Pick Your AI and Build the Workspace
Last lesson was the why. This one is the screwdriver. We're done talking about the racket and we're going to build the thing that lets you run a claim analyst on your couch.
The whole move fits in one breath. You pick one of two AI tools, you spin up a single workspace inside it, you redact your Social Security Number off your documents, and you load everything in once so every conversation you ever start already knows your whole file. That's the engine. Build it and the rest of this course is driving.
The profanity dials back from here and the specificity climbs. Less motor pool, more whiteboard. Let's wire it.
Two serious options, and neither one is the enemy
Two tools are worth your time. Claude, made by Anthropic. ChatGPT, made by OpenAI. Either one runs the claim, and both carry a free tier and a paid tier around twenty bucks a month. I ran Claude for the heavy lifting on my own file, and I'll tell you why, but you won't go wrong with the other.
Claude's strengths are the ones that matter most for claim work. Longer context window, which means it holds more of your documents in memory at once without losing the thread. A projects feature that keeps your documents and custom instructions attached to a dedicated workspace, so you stop re-uploading the same record every session. It follows nuanced instructions better over long conversations. And it's stronger at citing the actual text of a regulation instead of drifting into something it made up.
ChatGPT brings a bigger user base, strong web search for pulling current VA.gov pages, custom GPTs you can build and share with other vets, and a voice mode if you want to talk through your claim while you drive. The cost shows up elsewhere. Most tiers give it shorter context, so it loses the front of a long document set faster, it invents citations more often, and its custom-instructions feature is thinner.
My recommendation is the paid tier at around twenty dollars a month if you can swing it, because the persistent-project workflow is the spine of this whole guide. If twenty bucks is a stretch right now, the free tier still runs the claim. You re-upload more often and you verify harder. That verification habit is the one I set in the last lesson and the one I'll keep grinding on, because the AI is a brilliant intern with a reading addiction. It has swallowed more pages than any human alive and it will still hand you a regulation number that does not exist and smile while it does it. Check everything against ecfr.gov and VA.gov before anything you read turns into something you file.
A workspace beats a chat, and that gap is the whole game
The difference between a casual chatbot session and a claim analyst is one feature: persistence.
A plain chat is amnesia. You explain your service history, you paste in your ratings, you upload an STR, and then you close the tab and the whole thing evaporates. Next session you start from zero, re-typing your life into the box like the machine never met you.

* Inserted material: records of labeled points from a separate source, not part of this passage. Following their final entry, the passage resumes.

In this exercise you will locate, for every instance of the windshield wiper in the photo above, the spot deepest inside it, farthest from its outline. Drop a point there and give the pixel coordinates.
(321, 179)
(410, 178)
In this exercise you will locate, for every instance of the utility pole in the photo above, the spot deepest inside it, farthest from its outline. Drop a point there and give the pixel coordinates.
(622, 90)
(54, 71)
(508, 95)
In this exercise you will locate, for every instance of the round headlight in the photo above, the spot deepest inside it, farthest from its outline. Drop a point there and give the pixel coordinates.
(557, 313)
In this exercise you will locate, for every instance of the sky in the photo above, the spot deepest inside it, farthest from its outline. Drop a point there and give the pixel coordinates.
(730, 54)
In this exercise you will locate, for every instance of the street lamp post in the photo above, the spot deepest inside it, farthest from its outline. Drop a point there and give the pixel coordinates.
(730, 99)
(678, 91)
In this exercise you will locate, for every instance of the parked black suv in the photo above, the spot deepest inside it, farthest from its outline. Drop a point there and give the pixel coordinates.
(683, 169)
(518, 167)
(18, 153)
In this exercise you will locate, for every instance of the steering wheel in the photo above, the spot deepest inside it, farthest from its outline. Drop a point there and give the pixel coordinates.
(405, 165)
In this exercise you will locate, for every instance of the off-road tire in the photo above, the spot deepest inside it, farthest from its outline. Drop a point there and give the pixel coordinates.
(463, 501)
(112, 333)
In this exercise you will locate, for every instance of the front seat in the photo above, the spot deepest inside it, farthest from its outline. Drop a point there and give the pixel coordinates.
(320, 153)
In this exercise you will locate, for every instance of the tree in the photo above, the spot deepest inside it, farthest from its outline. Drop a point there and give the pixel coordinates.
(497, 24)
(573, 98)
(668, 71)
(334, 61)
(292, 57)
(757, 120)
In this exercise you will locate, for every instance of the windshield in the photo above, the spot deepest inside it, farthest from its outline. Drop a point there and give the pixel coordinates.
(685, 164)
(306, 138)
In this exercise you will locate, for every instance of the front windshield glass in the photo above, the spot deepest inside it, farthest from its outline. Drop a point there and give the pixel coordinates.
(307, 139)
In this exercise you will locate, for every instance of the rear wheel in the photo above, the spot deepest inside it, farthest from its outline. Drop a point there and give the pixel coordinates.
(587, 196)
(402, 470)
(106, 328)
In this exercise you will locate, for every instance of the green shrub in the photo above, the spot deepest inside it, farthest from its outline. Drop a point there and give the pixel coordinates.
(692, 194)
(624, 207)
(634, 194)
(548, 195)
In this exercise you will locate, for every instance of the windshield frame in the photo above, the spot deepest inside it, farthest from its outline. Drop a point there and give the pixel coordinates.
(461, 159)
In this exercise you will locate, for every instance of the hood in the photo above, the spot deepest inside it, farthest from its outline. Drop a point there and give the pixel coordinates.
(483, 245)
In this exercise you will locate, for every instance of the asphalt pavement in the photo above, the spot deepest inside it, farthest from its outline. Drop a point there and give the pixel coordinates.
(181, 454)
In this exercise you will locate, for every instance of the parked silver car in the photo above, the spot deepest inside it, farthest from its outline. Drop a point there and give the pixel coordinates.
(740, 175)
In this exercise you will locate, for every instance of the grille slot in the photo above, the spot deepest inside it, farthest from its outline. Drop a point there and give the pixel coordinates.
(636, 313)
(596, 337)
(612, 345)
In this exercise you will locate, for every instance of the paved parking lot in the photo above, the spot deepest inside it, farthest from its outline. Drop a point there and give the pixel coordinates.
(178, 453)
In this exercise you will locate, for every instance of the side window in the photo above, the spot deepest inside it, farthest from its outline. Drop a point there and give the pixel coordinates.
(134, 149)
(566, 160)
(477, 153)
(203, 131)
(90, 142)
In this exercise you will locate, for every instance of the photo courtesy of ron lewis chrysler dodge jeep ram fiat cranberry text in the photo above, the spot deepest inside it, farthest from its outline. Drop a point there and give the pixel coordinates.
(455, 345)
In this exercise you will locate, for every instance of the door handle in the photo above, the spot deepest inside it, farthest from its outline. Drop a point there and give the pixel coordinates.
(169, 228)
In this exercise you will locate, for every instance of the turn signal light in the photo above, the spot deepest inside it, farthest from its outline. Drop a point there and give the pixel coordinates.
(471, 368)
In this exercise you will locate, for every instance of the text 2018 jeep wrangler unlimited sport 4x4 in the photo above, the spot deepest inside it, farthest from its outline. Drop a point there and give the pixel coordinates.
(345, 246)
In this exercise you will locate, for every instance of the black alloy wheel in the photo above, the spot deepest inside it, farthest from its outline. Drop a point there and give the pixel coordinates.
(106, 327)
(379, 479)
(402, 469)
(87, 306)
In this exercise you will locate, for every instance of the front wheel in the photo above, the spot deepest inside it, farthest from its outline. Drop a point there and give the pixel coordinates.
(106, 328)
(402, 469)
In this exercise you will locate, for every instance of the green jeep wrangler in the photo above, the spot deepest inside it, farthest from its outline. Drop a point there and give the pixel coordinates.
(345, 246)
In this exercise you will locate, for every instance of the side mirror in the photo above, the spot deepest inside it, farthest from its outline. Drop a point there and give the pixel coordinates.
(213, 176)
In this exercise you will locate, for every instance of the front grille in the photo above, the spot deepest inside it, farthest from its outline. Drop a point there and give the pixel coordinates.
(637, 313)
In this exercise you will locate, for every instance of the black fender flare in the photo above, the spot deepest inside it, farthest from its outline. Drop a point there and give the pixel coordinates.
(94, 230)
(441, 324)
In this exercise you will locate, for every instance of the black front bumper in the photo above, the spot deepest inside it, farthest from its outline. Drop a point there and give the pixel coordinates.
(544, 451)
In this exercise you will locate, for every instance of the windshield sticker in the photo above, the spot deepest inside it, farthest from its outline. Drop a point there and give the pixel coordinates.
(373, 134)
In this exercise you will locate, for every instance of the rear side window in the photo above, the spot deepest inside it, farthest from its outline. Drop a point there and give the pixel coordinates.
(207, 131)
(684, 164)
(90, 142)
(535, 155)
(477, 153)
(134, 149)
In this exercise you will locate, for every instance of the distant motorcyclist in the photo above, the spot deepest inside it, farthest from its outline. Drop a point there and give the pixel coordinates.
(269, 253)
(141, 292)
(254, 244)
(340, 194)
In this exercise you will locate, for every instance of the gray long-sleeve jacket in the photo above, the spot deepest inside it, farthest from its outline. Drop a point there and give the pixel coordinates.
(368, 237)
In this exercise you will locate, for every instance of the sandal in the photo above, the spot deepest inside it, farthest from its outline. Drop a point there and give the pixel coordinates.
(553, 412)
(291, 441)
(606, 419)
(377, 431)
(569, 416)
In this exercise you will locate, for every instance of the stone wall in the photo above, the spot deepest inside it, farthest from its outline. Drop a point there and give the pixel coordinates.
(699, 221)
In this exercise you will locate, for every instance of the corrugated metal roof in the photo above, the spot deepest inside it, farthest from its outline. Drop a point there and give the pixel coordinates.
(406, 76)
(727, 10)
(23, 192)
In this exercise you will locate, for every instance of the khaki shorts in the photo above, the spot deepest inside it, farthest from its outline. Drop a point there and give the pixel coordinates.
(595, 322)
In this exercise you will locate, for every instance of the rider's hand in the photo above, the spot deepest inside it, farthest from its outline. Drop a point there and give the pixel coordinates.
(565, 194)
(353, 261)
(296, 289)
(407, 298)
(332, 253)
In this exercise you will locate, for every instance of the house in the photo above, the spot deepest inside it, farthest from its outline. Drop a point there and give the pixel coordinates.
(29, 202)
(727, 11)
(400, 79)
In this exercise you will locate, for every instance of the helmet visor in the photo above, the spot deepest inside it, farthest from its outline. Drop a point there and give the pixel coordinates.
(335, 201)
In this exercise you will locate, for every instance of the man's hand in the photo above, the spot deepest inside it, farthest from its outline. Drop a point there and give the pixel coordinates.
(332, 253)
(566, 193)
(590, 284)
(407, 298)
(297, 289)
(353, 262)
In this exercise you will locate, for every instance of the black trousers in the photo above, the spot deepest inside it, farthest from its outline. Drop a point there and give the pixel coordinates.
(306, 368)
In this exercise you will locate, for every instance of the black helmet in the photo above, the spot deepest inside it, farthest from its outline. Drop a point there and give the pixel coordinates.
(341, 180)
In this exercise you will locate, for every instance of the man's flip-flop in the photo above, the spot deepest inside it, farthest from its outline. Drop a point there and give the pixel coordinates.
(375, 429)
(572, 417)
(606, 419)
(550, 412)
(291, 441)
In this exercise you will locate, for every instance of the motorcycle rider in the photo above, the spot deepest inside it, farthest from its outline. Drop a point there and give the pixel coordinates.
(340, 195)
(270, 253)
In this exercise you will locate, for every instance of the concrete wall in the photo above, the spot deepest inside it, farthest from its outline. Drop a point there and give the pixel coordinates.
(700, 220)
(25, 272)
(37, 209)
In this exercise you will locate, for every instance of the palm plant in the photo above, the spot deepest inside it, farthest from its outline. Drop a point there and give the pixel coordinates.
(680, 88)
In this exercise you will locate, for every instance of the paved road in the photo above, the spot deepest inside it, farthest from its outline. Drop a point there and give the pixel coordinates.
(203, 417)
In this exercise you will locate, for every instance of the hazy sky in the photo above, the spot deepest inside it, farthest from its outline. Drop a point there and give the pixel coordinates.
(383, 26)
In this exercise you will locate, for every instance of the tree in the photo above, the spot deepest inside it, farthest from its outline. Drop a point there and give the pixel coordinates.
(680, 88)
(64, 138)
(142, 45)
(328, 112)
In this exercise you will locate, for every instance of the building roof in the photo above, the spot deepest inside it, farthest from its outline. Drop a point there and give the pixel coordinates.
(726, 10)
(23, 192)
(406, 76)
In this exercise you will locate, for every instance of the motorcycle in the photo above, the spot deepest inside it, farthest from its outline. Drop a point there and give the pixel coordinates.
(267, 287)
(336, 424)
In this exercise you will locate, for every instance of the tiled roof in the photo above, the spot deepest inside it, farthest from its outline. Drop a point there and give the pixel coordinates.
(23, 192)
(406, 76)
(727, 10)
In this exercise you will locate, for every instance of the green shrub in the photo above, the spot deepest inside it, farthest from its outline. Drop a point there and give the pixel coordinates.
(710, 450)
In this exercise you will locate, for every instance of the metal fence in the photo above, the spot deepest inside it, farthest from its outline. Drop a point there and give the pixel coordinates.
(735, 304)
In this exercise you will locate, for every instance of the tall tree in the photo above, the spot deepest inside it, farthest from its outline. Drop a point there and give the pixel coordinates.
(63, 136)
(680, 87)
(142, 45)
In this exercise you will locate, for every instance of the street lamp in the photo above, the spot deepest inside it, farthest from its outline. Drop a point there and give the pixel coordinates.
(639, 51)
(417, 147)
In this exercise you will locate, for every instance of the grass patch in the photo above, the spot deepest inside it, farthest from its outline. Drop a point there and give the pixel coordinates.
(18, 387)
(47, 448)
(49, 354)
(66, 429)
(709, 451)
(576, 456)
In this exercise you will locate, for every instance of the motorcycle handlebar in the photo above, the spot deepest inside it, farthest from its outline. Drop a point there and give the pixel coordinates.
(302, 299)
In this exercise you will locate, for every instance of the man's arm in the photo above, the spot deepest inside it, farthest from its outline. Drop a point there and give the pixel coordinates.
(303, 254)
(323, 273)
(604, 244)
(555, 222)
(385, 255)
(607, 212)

A workspace ends that. You set the instructions once and you attach your documents once. Every new conversation you open inside it inherits the full context, the instructions and every file, already loaded, already read. You ask a question and it answers as something that has read your entire record, because it has. One setup, and from there an unlimited stack of conversations all standing on the same foundation.
Setting it up, click by click
This takes about ten minutes. In Claude you're building a Project. In ChatGPT you're building a custom GPT, or if you're on the free tier, you're using the Custom Instructions feature instead and re-uploading documents each session.
Open your account first. Free tier is fine to start. Upgrade once you hit context limits and the thing starts forgetting the front of your documents.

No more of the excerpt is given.